While press coverage of Summer Streets has been generally positive, tales of the miffed muffler shop owner and complaining cabinet maker are bound to continue, as reporters hunt for naysayers to "balance" out their stories. But what will be the economic reality of Summer Streets? Here, Streetsblog Publisher Mark Gorton gives his account of Saturday lunch with the family at an outdoor café on Park Avenue and 51st Street.

The host told us that he could seat us, but that they couldn't put our order in for at least a half hour because the kitchen was so backed up. He said on a normal Saturday they would have had three or four tables occupied, but there were about 30 tables filled. He pointed and said, "Look, even the manager is taking tables." We were happy to wait, so we sat and ate. As I looked around the café, only a couple tables looked to be filled by bikers. My guess is that lots of people who would never have bothered to walk along Park Ave. on a Saturday suddenly found it an interesting place to be.
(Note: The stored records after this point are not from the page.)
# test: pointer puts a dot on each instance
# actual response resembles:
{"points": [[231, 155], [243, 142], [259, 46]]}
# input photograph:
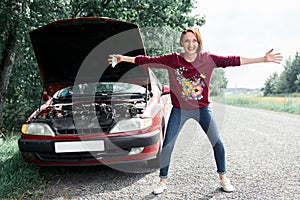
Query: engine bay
{"points": [[88, 118]]}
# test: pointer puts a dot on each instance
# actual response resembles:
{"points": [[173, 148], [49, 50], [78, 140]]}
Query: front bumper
{"points": [[116, 149]]}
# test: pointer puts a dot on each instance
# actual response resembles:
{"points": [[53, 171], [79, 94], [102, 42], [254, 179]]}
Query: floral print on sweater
{"points": [[192, 88]]}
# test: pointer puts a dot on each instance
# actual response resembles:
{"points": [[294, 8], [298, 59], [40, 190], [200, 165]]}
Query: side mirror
{"points": [[165, 90]]}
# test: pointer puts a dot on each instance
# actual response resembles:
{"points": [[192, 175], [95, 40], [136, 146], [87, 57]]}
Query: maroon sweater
{"points": [[189, 82]]}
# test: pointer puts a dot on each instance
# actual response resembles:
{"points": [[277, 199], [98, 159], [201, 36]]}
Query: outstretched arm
{"points": [[120, 58], [269, 57]]}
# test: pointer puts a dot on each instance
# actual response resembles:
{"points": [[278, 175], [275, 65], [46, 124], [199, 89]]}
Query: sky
{"points": [[250, 28]]}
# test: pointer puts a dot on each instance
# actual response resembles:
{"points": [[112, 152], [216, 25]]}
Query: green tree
{"points": [[288, 78], [298, 83], [18, 17], [271, 85]]}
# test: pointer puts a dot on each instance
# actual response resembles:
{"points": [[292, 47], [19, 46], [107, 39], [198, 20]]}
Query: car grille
{"points": [[80, 157], [81, 131]]}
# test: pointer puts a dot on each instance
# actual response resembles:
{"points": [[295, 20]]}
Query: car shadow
{"points": [[72, 182]]}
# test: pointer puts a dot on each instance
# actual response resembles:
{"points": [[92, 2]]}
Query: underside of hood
{"points": [[75, 51]]}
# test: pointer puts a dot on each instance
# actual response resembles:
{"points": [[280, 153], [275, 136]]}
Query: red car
{"points": [[93, 113]]}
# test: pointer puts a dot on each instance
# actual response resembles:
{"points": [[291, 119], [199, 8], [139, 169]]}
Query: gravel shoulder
{"points": [[262, 159]]}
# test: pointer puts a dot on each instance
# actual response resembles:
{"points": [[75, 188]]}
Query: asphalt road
{"points": [[263, 162]]}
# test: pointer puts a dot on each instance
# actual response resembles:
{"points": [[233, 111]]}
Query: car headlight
{"points": [[132, 124], [37, 129]]}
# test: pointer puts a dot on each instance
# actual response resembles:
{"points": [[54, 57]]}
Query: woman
{"points": [[190, 74]]}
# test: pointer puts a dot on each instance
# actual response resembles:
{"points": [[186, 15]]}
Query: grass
{"points": [[18, 179], [280, 104]]}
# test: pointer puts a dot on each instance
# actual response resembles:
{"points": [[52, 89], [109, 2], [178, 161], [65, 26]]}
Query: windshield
{"points": [[101, 88]]}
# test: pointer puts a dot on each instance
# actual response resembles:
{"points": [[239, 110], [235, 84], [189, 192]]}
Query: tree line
{"points": [[21, 87], [287, 82]]}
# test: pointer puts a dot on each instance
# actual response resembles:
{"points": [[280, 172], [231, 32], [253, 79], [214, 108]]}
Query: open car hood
{"points": [[75, 51]]}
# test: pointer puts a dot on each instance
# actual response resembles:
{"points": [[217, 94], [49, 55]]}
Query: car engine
{"points": [[88, 118]]}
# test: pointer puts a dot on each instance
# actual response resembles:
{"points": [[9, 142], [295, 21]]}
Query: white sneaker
{"points": [[226, 185], [160, 188]]}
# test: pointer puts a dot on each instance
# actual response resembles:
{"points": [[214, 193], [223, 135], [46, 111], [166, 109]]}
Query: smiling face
{"points": [[190, 43]]}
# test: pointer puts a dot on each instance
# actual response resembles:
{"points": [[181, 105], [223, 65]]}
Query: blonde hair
{"points": [[197, 34]]}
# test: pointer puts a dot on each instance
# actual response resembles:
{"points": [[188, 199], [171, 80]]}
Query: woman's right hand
{"points": [[117, 58], [114, 59]]}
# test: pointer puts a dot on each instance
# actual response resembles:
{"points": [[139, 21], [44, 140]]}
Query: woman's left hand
{"points": [[275, 57]]}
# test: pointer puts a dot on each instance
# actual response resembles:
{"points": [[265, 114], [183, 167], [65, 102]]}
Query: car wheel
{"points": [[154, 163]]}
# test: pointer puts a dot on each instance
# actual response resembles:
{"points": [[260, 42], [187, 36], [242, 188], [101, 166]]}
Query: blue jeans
{"points": [[176, 121]]}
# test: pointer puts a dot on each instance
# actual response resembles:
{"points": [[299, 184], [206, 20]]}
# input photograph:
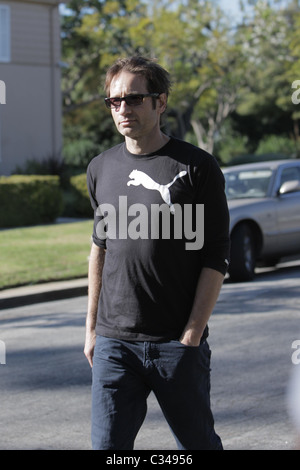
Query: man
{"points": [[152, 289]]}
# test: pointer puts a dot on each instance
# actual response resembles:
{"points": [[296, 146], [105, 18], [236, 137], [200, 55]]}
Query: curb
{"points": [[28, 295]]}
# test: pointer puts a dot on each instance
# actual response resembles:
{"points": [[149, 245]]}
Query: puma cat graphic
{"points": [[141, 178]]}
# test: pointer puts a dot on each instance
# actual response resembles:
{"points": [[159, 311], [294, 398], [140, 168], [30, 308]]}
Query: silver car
{"points": [[264, 206]]}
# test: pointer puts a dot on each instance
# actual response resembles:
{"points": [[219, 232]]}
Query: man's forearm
{"points": [[96, 263], [206, 296]]}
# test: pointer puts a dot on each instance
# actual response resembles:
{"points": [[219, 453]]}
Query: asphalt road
{"points": [[45, 383]]}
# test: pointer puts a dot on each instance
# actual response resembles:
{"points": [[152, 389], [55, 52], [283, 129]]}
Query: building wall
{"points": [[30, 121]]}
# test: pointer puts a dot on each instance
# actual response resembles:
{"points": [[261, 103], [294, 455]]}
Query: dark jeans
{"points": [[124, 373]]}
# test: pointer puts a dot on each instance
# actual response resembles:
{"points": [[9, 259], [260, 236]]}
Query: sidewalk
{"points": [[27, 295]]}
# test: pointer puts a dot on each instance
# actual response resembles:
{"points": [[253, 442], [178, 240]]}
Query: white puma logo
{"points": [[139, 177]]}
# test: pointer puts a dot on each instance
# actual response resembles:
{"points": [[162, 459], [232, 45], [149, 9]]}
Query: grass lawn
{"points": [[44, 253]]}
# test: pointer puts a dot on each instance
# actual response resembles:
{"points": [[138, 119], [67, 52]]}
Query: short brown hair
{"points": [[157, 78]]}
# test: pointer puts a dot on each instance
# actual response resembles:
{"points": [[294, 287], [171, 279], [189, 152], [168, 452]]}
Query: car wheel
{"points": [[242, 263]]}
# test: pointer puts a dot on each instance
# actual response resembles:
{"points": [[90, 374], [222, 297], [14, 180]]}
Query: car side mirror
{"points": [[289, 187]]}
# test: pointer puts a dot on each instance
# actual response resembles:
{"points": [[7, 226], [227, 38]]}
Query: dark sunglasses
{"points": [[130, 100]]}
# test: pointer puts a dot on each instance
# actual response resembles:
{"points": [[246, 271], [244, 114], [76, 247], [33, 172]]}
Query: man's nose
{"points": [[124, 108]]}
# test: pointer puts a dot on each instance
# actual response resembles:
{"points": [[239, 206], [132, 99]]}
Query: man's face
{"points": [[135, 122]]}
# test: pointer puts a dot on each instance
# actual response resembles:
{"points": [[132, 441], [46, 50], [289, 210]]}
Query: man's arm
{"points": [[96, 263], [206, 296]]}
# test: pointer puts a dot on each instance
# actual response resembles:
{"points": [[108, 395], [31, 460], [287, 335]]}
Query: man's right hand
{"points": [[90, 342]]}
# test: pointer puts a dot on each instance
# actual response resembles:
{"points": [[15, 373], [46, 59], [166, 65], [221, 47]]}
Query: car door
{"points": [[288, 212]]}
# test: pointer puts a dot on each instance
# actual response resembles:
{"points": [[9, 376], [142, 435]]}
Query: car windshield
{"points": [[247, 183]]}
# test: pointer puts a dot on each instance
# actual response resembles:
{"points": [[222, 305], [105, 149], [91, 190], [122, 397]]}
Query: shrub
{"points": [[29, 200]]}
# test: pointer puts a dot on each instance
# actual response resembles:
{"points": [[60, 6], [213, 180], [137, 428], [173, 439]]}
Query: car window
{"points": [[247, 183], [290, 174]]}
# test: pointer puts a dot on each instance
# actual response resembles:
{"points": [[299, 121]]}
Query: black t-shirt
{"points": [[149, 216]]}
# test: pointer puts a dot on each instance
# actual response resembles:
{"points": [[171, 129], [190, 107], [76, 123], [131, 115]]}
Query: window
{"points": [[290, 174], [4, 33]]}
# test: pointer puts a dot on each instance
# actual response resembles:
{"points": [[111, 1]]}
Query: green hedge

Most of the stories we've seen reflect Mark's experience: In general, businesses which rely on foot traffic expected and/or received a boost from Summer Streets. Streetsblogger Larry Littlefield has suggested altering the route to exclude more car-dependent enterprises, like furniture stores. What else could, or should, the city do -- if anything -- to take such businesses into account? And how did (or will) Summer Streets affect your spending habits?